Italian beat (beat italiano) is the Italian form of beat music (musica beat), circa 1963 to 1968, inspired mainly by British popular music of the 1960s.

== Rock in Italy ==

Italy is iconic worldwide for its mainstream "Neapolitan" melodic singing style, and historically, very xenophile but quite slowly receptive to musical influences from abroad.

State (then monopolistic) radio and TV, and domestic show-business executives were lukewarm, or frankly hostile to the early rock'n'roll wave of the 1950s.

Rock and roll was seen as a gimmick, or just noise for "teddy-boys" (actual term for young rogues) taste; only some mild-mannered "modern-style" singers (like Tony Renis of "When, when, when" fame) were allowed to be aired, publish records with main labels, and participate in the institutional "Festival di Sanremo" contest.

The early pioneers of rock'n'roll (so-called urlatori) had some media coverage as novelties, but soon, those who wanted to pursue a career in music business had to switch toward the traditional mainstream.

From 1961 to 1965, teenagers-oriented music was a mix of pretty-face pop, twist and French yé-yé influences.

Situation changed slightly around 1965. Notably:

Some visiting top acts, like the Beatles or the Rolling Stones

The creation of "Whiskey-a-Go-go" or "Marquee" styled rock clubs (such as Rome's Piper Club, Milan's Paip's, and Piper 2000 on the Tuscan Riviera), was soon imitated in smaller towns.

The infamous "disc-eater", a cheap 45 RPM player, that strongly boosted singles sales, and the massive diffusion of juke-boxes.

The emergence of contests and festivals, friendly to new trends, like the Cantagiro, or Davoli Contest (sponsored by instrument manufacturers and distributors).

The easy reception of powerful medium-wave foreign stations like Radio Luxembourg, Radio Montecarlo or Radio Koper allowed Italian youngsters to bypass the mediatic block, and stay updated to the latest anglosaxon trends (some radio enthusiasts even managed to catch the elusive Channel's "pirate stations" like Radio Caroline, and German TV shows such as Beat Club).

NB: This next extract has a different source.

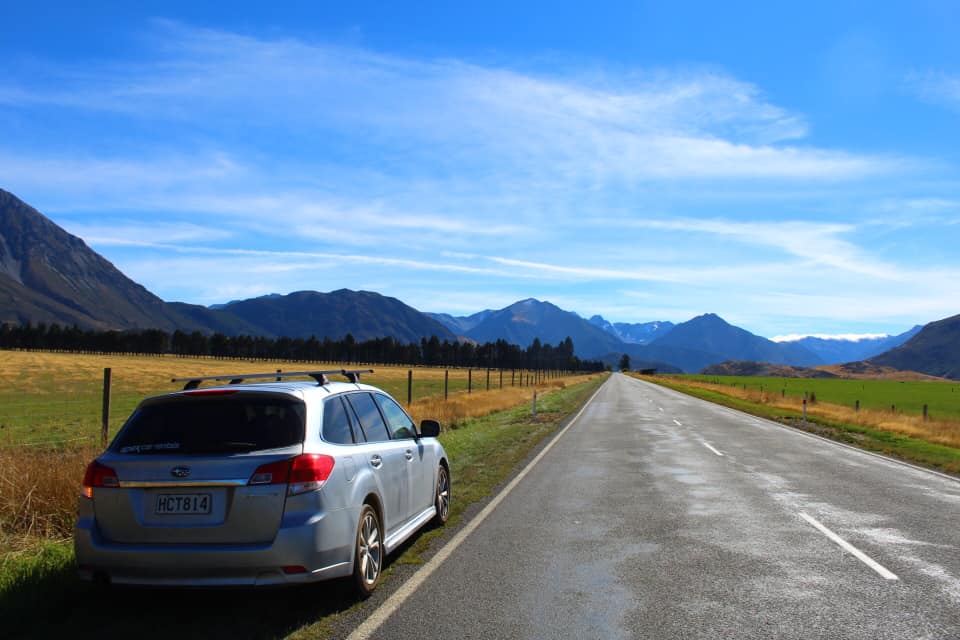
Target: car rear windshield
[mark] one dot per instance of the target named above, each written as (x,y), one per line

Under music executives' pressure, the state broadcaster RAI reluctantly agreed to pay some attention to the "beat" hype, and the upcoming soul/R&B vogue.

==Beat groups==

Research estimates the number of small groups (complessi) active in Italy in 1963 — either pro or amateur, including jazz — at around 300; it jumped to 1500+ in 1968.

Some groups had the chance to hit the domestic charts, and to be remembered today, including Dik-Dik, Stormy Six, Equipe 84, Nomadi, and the New Trolls.

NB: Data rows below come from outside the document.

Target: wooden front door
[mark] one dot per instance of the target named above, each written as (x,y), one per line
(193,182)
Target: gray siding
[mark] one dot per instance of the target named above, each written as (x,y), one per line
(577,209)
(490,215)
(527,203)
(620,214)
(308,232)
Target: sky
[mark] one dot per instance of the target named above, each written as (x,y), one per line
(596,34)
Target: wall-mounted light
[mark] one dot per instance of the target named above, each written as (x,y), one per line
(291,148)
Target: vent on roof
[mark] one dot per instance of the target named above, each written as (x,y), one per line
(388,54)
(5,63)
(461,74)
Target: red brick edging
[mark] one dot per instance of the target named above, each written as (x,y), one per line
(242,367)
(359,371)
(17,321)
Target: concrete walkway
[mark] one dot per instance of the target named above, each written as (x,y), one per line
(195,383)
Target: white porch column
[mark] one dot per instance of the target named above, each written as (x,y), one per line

The New Dada band had the honour to open for the Beatles in their 1965 Italian mini-tour.

Usual differences, disputes and especially the national military service led to a premature end for the vast majority of them.

Virtually no popular Italian singer or group of the Beat era had any success outside Italy, except in some Spanish-speaking countries. This is due to their local scope, often imposed by managers; few singers were fluent in English, and "sing Italian" was the rule.

Most bands which survived to the early 1970s switched to melodic mainstream or prog-pop, and only a few are still active with at least one original member, though some acts had brief revivalist reincarnations.

== The "Brit-It" invasion ==

Some British pop acts, unable, or unwilling to face the strong domestic competition, opted to move and stay in Italy, where they were revered as "British original" numbers. Many of them spent all their career in Italy, and thus are well remembered there, but virtually unknown in their homeland. These bands developed a peculiar style, singing usually in Italian with a strong British accent.

The top bands were arguably Shel Shapiro & the Rokes, and Mal Ryder & the Primitives, who had several Italian hit singles. Other popular acts include Bad Boys, Thane Russall, Mike Liddell, Kim Brown & the Renegades, the Senate; the Motowns, fronted by Lally Stott; and the Sorrows, the only band to have also had some chart success in UK.

Foreign but non-British beat groups included the Pyranhas, Evy, Nino Ferrer and Antoine from France; Trutz Groth & the Black Stars, and the Honeybeats from Germany; Rocky Roberts & the Airedales from the United States; and Kameleoni from Yugoslavia.